"SCOTLAND'S BREWING INDUSTRYI agree with him about Alloa and Edinburgh basing their renown as brewing towns on their water, but not about local barley. I've looked at enough brewing records to know that Scottish brewers used large quantities of grain imported either from England or elsewhere. And at a parliamentary into malt in the 1830's, some Scottish brewers stated that the quality of English barley was generally better and that accordingly they mostly used malt made from English barley.
The following is ail extract from a recent article in the Scotsman Trade Review by Robert Bruce, C.A., J.P.:-
Popular conception of Scotland and its products is very apt to identify the country with distilling of whisky, ignoring what, after all, is a very stable and important industry—the brewing of beer—which has contributed to Scotland's social and industrial life since the time of the great abbeys and monasteries of years ago.
A specialised industry such as this does not, as a rule, establish itself without special reasons and advantages, and brewing centres in Scotland (Edinburgh, Alloa, etc.) are particularly favoured by the type of water which is available from their special wells, which provide naturally perfect water for the production of the first quality of beers. In addition, the broad acres of farm land in the Lowlands of Scotland provide barleys of the high grade essential for the production of malt liquors.
As the centuries rolled on breweries were enlarged and modernised. The somewhat slipshod methods of old were replaced by highly specialised technical methods assisted by the most meticulous scientific control, with the object of not only maintaining quality, but also of improving the stability, flavour, and character of the product. This, combined with modern transport, has enabled Scotland to send its ales broadcast throughout the world, and the reputation once purely local is now not only natural but world-wide.
Trade in Scotland may be termed "local trade" inasmuch as it is trade competed for by Scottish brewers only for all practical purposes.

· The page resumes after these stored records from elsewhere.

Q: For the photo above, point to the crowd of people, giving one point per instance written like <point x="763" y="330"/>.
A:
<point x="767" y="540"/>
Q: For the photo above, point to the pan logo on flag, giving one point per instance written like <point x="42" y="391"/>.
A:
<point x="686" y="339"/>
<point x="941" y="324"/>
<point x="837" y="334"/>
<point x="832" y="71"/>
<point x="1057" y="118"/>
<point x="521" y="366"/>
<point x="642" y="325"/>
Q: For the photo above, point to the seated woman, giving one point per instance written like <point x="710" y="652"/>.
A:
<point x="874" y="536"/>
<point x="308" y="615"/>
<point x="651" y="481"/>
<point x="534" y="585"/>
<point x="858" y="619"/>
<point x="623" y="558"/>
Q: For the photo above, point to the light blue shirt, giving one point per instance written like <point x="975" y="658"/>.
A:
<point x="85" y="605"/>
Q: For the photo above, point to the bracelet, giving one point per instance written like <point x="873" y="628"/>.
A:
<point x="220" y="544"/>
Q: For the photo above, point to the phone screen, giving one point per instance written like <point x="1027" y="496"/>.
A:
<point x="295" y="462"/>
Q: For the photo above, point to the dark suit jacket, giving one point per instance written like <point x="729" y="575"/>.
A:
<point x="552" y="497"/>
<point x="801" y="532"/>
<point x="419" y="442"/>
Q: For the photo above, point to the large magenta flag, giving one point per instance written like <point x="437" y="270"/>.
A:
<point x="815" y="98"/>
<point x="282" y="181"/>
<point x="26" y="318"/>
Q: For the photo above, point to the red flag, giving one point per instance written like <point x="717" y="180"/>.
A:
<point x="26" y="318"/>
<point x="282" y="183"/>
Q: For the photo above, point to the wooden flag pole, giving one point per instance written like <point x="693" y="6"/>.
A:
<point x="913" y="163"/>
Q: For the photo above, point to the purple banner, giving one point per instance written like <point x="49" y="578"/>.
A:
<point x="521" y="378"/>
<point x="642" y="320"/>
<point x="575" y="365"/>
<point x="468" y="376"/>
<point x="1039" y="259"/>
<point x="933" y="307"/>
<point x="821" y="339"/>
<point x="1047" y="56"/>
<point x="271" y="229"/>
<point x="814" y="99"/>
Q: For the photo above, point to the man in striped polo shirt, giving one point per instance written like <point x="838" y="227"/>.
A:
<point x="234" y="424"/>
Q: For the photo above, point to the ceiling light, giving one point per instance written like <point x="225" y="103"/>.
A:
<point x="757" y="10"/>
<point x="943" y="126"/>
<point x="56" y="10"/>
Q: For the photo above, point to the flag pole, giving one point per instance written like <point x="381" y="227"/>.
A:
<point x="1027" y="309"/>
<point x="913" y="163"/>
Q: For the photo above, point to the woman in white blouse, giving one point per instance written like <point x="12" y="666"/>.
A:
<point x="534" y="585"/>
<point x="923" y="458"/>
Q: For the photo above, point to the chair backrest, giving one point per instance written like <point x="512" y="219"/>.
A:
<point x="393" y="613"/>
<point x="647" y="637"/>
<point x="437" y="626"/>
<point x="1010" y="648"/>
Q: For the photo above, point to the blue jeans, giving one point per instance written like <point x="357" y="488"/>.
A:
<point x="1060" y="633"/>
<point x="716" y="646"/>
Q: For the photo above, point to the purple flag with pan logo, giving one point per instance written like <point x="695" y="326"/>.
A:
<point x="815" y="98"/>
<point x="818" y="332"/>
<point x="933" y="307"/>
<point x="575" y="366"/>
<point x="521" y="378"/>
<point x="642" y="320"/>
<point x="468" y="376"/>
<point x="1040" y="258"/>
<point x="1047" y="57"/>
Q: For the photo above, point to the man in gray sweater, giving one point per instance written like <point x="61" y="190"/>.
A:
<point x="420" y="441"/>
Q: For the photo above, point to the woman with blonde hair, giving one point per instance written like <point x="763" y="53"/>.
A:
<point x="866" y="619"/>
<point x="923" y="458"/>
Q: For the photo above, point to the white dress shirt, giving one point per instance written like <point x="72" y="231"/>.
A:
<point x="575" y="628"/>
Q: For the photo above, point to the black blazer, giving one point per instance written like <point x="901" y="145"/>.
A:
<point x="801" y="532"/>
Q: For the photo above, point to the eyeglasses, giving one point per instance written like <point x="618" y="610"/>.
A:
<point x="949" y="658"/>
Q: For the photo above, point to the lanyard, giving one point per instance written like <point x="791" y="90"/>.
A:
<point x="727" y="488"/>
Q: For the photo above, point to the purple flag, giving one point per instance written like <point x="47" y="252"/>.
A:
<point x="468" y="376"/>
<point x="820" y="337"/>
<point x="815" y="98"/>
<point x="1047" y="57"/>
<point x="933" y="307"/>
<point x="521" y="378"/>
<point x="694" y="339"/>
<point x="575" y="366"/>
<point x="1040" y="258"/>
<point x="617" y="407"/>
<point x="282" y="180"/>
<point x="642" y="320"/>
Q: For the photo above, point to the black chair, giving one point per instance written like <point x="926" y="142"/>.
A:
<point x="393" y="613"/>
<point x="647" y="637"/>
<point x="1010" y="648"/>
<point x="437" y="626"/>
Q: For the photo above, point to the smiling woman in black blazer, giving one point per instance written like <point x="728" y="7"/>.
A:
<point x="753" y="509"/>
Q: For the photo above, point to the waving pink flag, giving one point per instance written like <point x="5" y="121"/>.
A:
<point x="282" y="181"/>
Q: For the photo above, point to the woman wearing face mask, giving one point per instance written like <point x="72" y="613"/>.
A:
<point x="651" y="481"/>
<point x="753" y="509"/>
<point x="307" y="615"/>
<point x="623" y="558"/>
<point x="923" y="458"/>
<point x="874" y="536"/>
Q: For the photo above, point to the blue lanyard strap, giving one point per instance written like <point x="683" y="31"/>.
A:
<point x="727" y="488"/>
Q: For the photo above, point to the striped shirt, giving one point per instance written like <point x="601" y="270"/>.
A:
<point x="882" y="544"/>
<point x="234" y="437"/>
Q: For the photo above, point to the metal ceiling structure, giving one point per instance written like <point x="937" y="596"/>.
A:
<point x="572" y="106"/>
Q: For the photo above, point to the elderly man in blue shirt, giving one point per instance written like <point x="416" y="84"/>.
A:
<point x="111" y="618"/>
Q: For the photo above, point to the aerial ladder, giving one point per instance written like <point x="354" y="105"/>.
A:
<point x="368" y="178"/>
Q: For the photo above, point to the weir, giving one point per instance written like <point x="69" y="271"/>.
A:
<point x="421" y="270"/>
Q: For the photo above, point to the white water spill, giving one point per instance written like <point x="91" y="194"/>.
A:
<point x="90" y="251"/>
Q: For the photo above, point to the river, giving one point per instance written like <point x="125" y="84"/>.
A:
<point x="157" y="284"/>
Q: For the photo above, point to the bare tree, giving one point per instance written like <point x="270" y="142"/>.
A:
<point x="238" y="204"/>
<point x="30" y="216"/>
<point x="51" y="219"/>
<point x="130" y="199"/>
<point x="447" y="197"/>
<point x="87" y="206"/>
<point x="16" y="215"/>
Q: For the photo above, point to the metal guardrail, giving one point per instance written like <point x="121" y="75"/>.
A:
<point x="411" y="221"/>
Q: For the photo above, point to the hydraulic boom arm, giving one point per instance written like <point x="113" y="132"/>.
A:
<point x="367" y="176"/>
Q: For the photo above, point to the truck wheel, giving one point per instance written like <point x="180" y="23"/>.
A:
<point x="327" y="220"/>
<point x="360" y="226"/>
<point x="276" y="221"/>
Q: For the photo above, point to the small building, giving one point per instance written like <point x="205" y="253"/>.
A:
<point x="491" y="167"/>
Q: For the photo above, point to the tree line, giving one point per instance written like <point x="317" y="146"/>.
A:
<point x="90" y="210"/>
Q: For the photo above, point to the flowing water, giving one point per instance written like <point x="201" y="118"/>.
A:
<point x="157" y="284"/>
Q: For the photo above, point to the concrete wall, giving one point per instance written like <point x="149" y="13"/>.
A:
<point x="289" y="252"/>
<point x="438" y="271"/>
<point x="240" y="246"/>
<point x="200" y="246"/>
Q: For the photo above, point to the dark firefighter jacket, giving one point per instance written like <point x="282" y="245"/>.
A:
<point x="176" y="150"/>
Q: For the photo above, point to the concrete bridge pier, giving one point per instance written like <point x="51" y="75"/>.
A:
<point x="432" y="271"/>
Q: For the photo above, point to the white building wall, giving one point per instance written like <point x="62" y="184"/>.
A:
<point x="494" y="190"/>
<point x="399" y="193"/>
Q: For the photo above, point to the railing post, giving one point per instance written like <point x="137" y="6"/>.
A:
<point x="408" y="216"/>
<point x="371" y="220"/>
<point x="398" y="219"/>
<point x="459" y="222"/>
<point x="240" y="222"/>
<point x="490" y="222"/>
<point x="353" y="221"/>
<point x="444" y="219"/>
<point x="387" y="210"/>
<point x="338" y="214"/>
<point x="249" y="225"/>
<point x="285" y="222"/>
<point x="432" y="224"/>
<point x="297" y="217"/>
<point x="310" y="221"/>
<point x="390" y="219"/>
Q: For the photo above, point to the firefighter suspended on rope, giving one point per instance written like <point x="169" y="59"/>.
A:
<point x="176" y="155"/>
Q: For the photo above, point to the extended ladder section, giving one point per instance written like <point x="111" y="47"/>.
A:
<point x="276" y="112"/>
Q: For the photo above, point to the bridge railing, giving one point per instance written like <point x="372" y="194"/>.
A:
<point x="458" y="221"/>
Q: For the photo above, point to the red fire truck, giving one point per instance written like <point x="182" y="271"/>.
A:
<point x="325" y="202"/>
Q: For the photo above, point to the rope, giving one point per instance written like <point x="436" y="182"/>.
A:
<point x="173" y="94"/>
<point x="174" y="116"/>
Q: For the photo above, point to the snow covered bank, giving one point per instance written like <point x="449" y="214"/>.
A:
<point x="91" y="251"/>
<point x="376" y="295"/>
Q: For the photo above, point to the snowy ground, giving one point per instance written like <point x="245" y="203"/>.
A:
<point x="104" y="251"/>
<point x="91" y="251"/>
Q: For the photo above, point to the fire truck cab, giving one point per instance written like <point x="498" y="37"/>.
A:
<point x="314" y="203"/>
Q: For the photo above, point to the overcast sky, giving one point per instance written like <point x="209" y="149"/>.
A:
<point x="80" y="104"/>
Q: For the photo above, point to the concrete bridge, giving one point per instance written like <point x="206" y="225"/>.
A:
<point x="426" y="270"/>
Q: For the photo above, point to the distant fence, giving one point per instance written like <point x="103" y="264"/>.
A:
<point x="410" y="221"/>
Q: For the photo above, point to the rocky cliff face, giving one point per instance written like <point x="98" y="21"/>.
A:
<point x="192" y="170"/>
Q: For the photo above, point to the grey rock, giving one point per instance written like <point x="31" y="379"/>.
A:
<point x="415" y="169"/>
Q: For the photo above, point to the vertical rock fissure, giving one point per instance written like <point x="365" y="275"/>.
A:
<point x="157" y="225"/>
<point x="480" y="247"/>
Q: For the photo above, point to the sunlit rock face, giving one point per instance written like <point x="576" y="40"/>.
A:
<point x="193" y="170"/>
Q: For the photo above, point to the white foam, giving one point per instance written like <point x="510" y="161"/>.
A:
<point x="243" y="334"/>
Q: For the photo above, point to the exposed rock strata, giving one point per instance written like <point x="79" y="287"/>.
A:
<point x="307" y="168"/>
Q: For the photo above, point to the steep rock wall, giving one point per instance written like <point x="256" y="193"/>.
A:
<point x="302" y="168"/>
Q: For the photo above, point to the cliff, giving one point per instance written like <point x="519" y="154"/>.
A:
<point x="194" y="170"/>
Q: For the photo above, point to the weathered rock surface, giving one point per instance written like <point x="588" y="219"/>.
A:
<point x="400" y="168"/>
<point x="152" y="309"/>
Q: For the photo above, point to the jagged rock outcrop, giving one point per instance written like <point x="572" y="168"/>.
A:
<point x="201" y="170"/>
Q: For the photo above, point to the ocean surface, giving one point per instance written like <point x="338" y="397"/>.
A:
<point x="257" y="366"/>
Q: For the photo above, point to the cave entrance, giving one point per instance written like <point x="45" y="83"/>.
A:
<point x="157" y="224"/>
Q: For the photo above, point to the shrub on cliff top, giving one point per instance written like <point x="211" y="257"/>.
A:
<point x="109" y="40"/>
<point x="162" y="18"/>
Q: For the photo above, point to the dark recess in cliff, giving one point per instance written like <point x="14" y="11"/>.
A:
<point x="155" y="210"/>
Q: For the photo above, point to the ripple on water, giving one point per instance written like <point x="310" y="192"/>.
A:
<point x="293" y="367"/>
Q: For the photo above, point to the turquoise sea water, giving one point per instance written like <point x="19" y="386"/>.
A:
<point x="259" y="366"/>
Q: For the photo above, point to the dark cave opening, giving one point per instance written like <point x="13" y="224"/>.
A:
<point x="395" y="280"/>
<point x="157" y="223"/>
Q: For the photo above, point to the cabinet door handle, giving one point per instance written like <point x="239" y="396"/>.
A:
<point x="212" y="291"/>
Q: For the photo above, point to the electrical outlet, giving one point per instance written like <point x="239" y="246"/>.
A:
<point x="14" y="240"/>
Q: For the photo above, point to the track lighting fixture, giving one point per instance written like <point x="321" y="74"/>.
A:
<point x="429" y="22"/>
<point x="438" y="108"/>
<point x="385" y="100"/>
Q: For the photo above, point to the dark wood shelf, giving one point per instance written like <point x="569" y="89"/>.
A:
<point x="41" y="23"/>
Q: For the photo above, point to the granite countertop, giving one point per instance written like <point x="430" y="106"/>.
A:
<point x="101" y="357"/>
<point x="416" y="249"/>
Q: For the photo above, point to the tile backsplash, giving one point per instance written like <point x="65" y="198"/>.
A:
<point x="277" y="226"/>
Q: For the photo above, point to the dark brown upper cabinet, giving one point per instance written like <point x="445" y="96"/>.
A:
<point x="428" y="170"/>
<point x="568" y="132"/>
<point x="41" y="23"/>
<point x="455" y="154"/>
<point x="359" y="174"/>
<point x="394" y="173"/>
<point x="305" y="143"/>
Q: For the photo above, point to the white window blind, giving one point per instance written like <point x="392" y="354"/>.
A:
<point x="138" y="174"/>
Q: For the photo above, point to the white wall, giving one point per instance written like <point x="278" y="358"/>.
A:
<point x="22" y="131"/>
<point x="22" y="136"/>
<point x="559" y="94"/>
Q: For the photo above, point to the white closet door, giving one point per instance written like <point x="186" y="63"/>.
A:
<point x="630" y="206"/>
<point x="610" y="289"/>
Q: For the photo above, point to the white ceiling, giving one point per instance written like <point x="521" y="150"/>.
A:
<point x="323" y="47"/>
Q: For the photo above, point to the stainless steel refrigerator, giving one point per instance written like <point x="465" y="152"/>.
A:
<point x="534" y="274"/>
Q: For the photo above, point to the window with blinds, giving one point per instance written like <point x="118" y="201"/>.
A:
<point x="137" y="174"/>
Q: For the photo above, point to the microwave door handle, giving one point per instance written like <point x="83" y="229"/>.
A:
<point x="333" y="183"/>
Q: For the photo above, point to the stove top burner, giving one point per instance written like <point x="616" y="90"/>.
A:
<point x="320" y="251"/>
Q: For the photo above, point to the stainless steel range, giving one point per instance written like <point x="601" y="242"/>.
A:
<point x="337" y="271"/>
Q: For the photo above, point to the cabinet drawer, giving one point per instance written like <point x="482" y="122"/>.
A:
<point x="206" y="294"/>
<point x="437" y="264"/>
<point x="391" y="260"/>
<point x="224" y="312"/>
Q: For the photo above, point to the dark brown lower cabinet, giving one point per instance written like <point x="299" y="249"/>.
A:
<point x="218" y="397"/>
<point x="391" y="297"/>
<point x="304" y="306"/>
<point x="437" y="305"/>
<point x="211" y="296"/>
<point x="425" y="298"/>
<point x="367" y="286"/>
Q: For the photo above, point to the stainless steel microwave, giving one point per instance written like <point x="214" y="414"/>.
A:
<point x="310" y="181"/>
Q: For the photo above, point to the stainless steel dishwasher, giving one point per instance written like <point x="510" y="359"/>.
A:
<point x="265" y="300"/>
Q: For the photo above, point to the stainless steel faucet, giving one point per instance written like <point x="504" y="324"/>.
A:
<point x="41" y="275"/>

The main sale here is for beer sold to the public on draught, and naturally the largest output is in the industrial areas such as the coalfields of the Lothians, Fife, and West of Scotland, and the engineering and shipbuilding districts of the Clyde. This trade is dependent on volume of wages very largely and therefore fluctuates considerably with the trade barometer, and as this barometer has been rising of late so sales have been recovering from the low levels of recent years in these districts.
This is of special concern to Scotland, as over 50 per cent, of Great Britain's beer exports, and practically the whole of the bulk beer consumed by our troops abroad, is exported from Scotland.
Conditions have changed materially during recent years, local breweries have been established in many countries. and this, combined with adverse tariffs, has curtailed opportunities of profitable trade. Australia and South Africa—at one time our largest customers— have practically ceased to import, and local breweries in the Straits Settlements, Egypt, India, etc., are all combining to diminish the trade done in the various markets In addition, there is a very intensive competition from other countries, especially in the case of lager beer. Notwithstanding this, the improvement in world conditions and spending power have their effect on the consumption of bottled beer and, with plentiful money, the extra cost of imported beer is overlooked, and what may be in the nature of a luxury is indulged in more freely.
The future is more difficult to forecast; the conditions referred to will continue to exist and, in the case of export, competition will increase rather than decrease. One serious problem is the increase of costs, which have risen consistently of late, and even now the full effect of this has not yet been felt and unfortunately there is no sign of any decrease, but, on the contrary, every likelihood of further continued increases. As outstanding examples peculiar to brewing, the cost of barley has risen 80 per cent, and of casks 60 per cent.; these, combined with rising freights, carriage, coal, etc., all mean the profitable margin being reduced, and, in certain cases where heavy carriage is involved, may even mean the impossibility of doing business on a profitable basis. In view of this it is the more essential that output should be kept up, and, given favourable conditions, it is hoped that this will be achieved."
"The Brewers' Journal 1938", May 15th 1938, page 246.
There's confirmation of Scotland's over-representation in Britain's beer exports. More than 50% of exports and almost all the draught beer for British troops throughout the empire. With their small local market and dependence on exports, it's no wonder the 20th century was a difficult time for Scottish brewers. After WW II, as the empire dissolved away, export markets disappeared almost completely.
Brewing in the tropics only became practical after the development of artificial refrigeration in 1870. The logic behind setting up breweries in the hotter parts of British is sound: why ship large amounts of water around the world. It's not very efficient. Scottish brewers, as big exporters and big in the Lager trade, were disproportionately affected by these changes abroad. London brewers had seen their export markets disappear earlier. But, having a large local trade, the impact was relatively small.
The future, of course, was pretty bleak for Scotland's brewers. Declining trade, ageing breweries and apathetic management led most to sell up at the earliest opportunity.